Tenderly, I examined the pages torn from a reporter's book with phrases from an indigenous language -- Mixtec -- and their corresponding meaning in Spanish. I'd had to rely on a translator to tell me in Spanish what a local resident was saying in Mixtec so I could in turn tell the photographer in English. An amazing trip, that was. Without a doubt, the highlight of my years as a reporter.
There was one mystery item: a key chain attached to a four-inch piece of macrame with six metallic letters spelling out GEORGE. As best as Lori and I could figure, it might have been a parting gift from one of our Japanese exchange students years earlier. Ayako, the first one, was around 12, as I recall. Chiho, the second one, was 19 or 20, I think. They'd be in their late 20s or early 30s by now. Wow.

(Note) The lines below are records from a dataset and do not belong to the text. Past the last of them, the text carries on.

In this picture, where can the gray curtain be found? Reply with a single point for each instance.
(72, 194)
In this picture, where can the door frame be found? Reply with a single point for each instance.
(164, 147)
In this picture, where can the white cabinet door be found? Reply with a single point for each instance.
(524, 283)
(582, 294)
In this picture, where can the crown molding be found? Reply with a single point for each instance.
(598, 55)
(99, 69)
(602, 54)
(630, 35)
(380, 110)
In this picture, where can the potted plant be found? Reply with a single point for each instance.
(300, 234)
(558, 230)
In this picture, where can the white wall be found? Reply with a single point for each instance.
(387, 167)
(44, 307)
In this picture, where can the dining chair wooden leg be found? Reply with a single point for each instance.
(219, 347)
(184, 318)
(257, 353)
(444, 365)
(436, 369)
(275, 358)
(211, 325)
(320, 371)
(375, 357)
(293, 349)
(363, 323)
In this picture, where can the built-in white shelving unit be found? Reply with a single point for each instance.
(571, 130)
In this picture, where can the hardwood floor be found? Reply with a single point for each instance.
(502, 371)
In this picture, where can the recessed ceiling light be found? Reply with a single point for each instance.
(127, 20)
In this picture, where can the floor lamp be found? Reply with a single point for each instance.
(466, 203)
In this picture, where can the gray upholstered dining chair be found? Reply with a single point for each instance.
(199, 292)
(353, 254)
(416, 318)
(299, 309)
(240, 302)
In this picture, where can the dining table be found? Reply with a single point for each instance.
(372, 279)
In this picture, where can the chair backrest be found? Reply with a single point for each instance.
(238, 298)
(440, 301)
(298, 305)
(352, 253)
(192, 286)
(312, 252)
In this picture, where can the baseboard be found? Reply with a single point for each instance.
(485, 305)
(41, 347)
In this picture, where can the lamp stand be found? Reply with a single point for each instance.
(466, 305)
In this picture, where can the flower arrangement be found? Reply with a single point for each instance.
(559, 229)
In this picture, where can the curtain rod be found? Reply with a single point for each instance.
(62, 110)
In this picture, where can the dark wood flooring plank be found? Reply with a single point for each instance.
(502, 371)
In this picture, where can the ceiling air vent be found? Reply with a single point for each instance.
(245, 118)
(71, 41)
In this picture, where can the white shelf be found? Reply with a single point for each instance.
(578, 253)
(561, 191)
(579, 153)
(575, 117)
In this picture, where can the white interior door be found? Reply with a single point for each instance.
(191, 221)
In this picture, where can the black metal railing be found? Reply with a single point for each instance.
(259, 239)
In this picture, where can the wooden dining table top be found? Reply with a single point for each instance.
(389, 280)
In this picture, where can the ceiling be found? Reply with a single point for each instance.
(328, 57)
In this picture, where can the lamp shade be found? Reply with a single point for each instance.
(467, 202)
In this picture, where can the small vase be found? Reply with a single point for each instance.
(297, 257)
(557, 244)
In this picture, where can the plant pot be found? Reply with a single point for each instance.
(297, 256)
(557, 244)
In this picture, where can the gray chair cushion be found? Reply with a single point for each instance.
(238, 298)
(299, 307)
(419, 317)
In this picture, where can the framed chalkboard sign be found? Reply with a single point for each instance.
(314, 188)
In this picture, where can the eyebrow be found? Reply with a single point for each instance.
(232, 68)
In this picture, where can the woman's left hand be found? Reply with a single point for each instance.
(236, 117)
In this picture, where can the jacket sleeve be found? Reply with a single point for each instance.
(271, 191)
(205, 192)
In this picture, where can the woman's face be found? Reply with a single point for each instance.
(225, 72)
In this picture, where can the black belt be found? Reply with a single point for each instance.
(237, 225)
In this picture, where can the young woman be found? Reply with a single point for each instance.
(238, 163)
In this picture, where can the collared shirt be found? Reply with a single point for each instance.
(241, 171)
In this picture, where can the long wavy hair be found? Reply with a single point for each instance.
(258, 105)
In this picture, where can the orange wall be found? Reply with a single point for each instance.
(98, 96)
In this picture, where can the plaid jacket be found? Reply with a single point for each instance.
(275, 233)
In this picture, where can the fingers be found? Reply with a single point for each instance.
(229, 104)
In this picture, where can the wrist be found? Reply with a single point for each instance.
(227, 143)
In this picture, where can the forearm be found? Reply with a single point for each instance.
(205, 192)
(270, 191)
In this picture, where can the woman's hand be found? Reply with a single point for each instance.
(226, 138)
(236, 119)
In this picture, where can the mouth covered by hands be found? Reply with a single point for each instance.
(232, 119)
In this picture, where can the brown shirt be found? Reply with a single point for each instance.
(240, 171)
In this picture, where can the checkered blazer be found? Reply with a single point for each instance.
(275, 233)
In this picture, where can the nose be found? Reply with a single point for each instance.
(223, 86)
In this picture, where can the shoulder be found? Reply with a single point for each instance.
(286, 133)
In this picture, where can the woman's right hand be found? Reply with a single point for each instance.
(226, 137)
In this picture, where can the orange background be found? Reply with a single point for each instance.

I couldn't have spent more than two or three hours going through everything. Some items were easy to toss out. Others, not so much. The whole exercise made me slow down and really think about some things I'd held onto: When and where did I get them? What specific memory did they trigger? Did I care enough to keep them? If so, where in the heck would I put them?
We'll be doing more house-cleaning in the next few weeks. These questions will pop up again as I consider saving or tossing favorite items of clothing, old record albums and more.